Quoi qu’il en soit, au-delà des toutes ces controverses, la conclusion à l’heure actuelle est qu’aucun de ces traitements ne fonctionnent. L’information a été difficile à obtenir, mais on peut admettre que maintenant nous l’avons. Cette conclusion est probablement définitive. Un retournement de situation radical semble très peu probable. Pour l’instant, le seul traitement qui a fait ses preuves est celui à base de corticostéroïdes, uniquement contre les formes graves de la maladie. Ce n’est clairement pas une panacée.

Il n’y a donc pas à ce jour de traitement miracle, ni même de traitement spécifique vraiment efficace. (Je reviendrai plus loin sur la question des vaccins, en particulier dans la partie Exigences irréconciliables.)

Un peu d’espoir, et quelques efforts

Malgré tout, à terme, on peut raisonnablement espérer que les choses s’amélioreront peu à peu. On va de mieux en mieux comprendre ce virus, ses modes de transmission, sa saisonnalité. On va améliorer et alléger les procédures de test; on va sans doute utiliser plus de tests rapides; on arrivera mieux à casser les chaînes de transmission. On va de mieux en mieux réussir à traiter les patients Covid; on peut même espérer un vaccin dès 2021.

L’horizon n’est pas bouché pour toujours, mais il n’y aura probablement pas de panacée en 2021. On va devoir s’adapter en tant que société, apprendre quels sont les comportements à risque en termes de transmission, et modifier nos habitudes de vie en conséquence. À cet égard, nous ne sommes pas encore au point. Il va falloir faire des efforts supplémentaires, apprendre à vivre avec de nouvelles contraintes.

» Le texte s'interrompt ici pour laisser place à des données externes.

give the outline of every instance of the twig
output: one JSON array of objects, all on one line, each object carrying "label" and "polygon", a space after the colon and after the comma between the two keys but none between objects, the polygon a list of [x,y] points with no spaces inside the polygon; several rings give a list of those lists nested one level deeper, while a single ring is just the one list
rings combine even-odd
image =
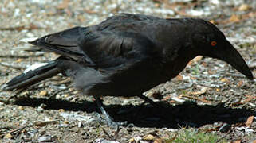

Évidemment, pour l’instant, on n’a pas encore très envie de s’y mettre. On rêve encore d’une solution miracle. Mais la solution à cette crise consistera sans doute en un faisceau de stratégies. Les changements de comportement seront probablement un des piliers de cette lutte, à côté d’autres éléments de solution (traitements, vaccins, tests, traçage, etc.). Pour encourager ces changements, il est certainement utile d’améliorer la diffusion de l’information scientifique et, plus généralement, d’améliorer la qualité de la communication.